Summerworks Festival is recognized as one of the most important platforms for launching new Canadian works.

“It’s amazing how much you can do in 20 hours,” Spears Bombay said following the performance, “especially when you have a great team.”

Working with her dream team were Marion DeVries and Heather Majaury, who directed and dramaturged the play. They also organized the lighting, which was “awesome,” Spears Bombay said.

“I had a huge stack of writing, but it wasn’t organized. I had this plan where I was going to pull a really good draft together but that didn’t happen. I spent the first day with Marion just telling stories, and from there we started pulling out pieces. She was great because she’d stop and ask me questions and that made me realize the audience needs to hear the story a step at a time. I was in a hurry to get to where I wanted to go.

“Then Heather came in the next day and we mapped out the second half.”

 “If This is the End” is autobiographical and Spears Bombay bares it all on stage with a great deal of courage, humour, skill and vivacity. The stage is bare except for a few sheets of paper on the floor.

She’s comfortable in that space, although we sometimes get a glimpse of a shyness, accompanied by a disarming grin when she opens up on a subject that might cause discomfort, not just for her audience but for herself.
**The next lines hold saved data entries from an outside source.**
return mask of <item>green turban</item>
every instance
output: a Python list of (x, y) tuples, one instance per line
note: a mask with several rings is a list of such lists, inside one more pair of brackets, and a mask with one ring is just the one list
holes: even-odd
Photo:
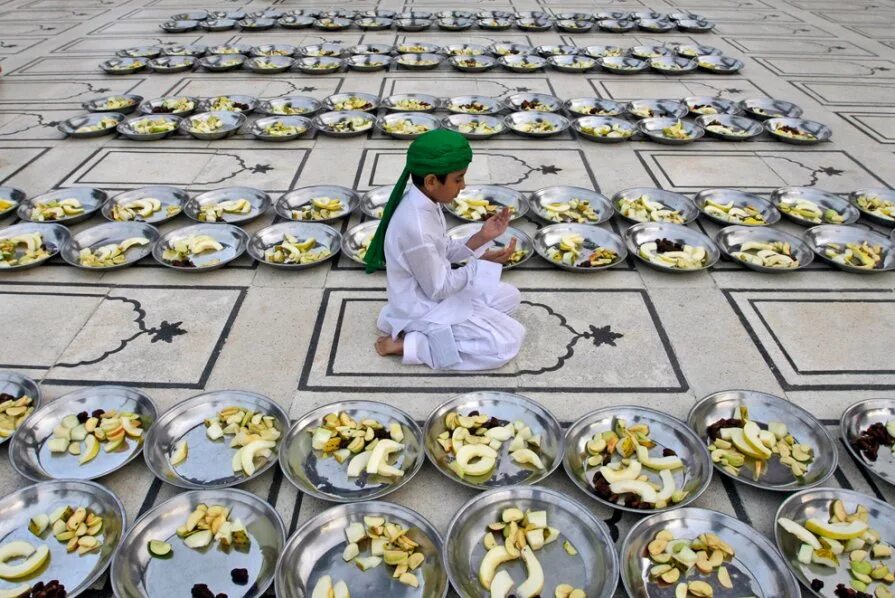
[(388, 203), (382, 210), (382, 219), (364, 261), (367, 274), (371, 274), (385, 263), (385, 231), (392, 219), (392, 214), (404, 197), (404, 188), (411, 174), (426, 176), (428, 174), (448, 174), (463, 170), (472, 162), (472, 148), (466, 138), (454, 131), (436, 129), (423, 133), (410, 144), (407, 150), (407, 163), (398, 177)]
However, she seems grounded in the belief that this is her time, this is her life and she gets to decide what to tell us and how to tell us. She wants it to be as honest as it can be, but, “There were definitely areas where I had to be gentle with myself, where I had to think about my own safety,” she said.
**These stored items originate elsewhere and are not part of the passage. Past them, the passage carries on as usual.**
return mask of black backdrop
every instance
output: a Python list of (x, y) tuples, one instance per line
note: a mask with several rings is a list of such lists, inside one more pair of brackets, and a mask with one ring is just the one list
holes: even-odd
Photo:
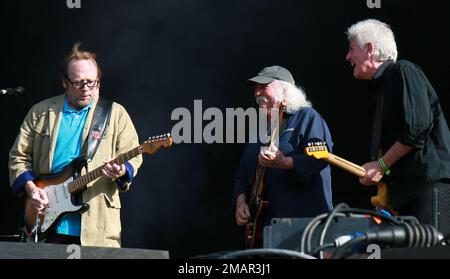
[[(76, 41), (98, 54), (101, 95), (123, 104), (141, 140), (168, 132), (177, 107), (249, 107), (244, 81), (264, 66), (290, 69), (328, 122), (334, 153), (364, 163), (371, 117), (367, 84), (345, 61), (346, 28), (373, 17), (391, 24), (399, 58), (419, 64), (448, 118), (448, 1), (9, 0), (0, 4), (0, 234), (16, 232), (21, 201), (9, 190), (9, 149), (32, 104), (62, 93), (61, 58)], [(207, 124), (208, 122), (205, 122)], [(123, 245), (181, 258), (243, 247), (233, 221), (233, 177), (243, 144), (180, 144), (144, 156), (122, 195)], [(333, 168), (334, 203), (370, 208), (374, 189)]]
At times, she seems to surprise herself with a revelation, and a cheeky smile appears that seems to say, ‘I wonder what my family would think of that.’

On stage, Spears Bombay has an ease with her transitions, from light moments to dark moments and back to light again. It is in talking about her father, Randy, where she is the most vulnerable. Randy died before she had a chance to meet him, she tells the audience. Talking about his death in a Toronto hospital waiting room unleashes anger and pain.
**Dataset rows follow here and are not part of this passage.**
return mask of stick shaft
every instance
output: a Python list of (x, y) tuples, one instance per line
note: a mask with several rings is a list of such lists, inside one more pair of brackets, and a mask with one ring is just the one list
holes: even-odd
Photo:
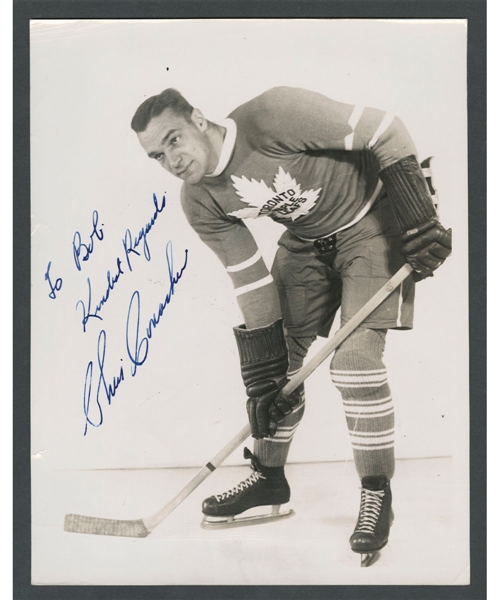
[(283, 388), (285, 394), (290, 394), (295, 390), (309, 375), (318, 368), (318, 366), (330, 354), (340, 346), (340, 344), (351, 335), (351, 333), (361, 325), (361, 323), (371, 315), (371, 313), (382, 302), (388, 298), (392, 292), (410, 275), (412, 267), (406, 263), (399, 271), (389, 279), (389, 281), (380, 290), (374, 294), (368, 302), (362, 306), (358, 312), (349, 319), (349, 321), (341, 327), (337, 333), (329, 340), (321, 350), (308, 361), (298, 373), (290, 378), (290, 381)]
[[(325, 346), (283, 388), (285, 393), (295, 390), (361, 323), (410, 275), (412, 268), (405, 264), (360, 310), (329, 340)], [(250, 435), (250, 425), (245, 427), (202, 467), (182, 490), (153, 516), (144, 519), (151, 531), (183, 502), (207, 477), (231, 455)]]
[(219, 467), (224, 460), (232, 454), (238, 446), (240, 446), (250, 435), (250, 425), (246, 425), (234, 438), (229, 441), (222, 450), (220, 450), (210, 462), (202, 467), (198, 473), (189, 481), (182, 490), (173, 498), (168, 504), (166, 504), (157, 513), (148, 517), (144, 520), (144, 525), (151, 531), (154, 527), (159, 525), (163, 519), (179, 506), (194, 490), (201, 484), (207, 477), (209, 477), (217, 467)]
“My job was to keep Randy central to this round of my story,” she said following the performance. “I have many years of veering away from that pain, so that was my challenge to myself, to make sure I didn’t veer away from Randy.”

She learned from her birth mother that Randy was a writer and that he had a publisher.

“At the last minute he’d rip up his work and burn it. I don’t know how many times that happened. So, whenever I do anything with my writing and get it out in front of people, I’m bringing two generations along with me.”

The Weesageechak Festival, held annually by Native Earth Performing Arts in Toronto, is the next stop for Spears Bombay. She’ll workshop the play in November. Her ultimate goal is to have it ready for the Impact Theatre Festival in Kitchener in 2017, and after that, she wants to take it on the road.

In the meantime, she’s also working on a book of her life. And she’s resurrected the name Spawn.

“I miss that part of myself,” she said.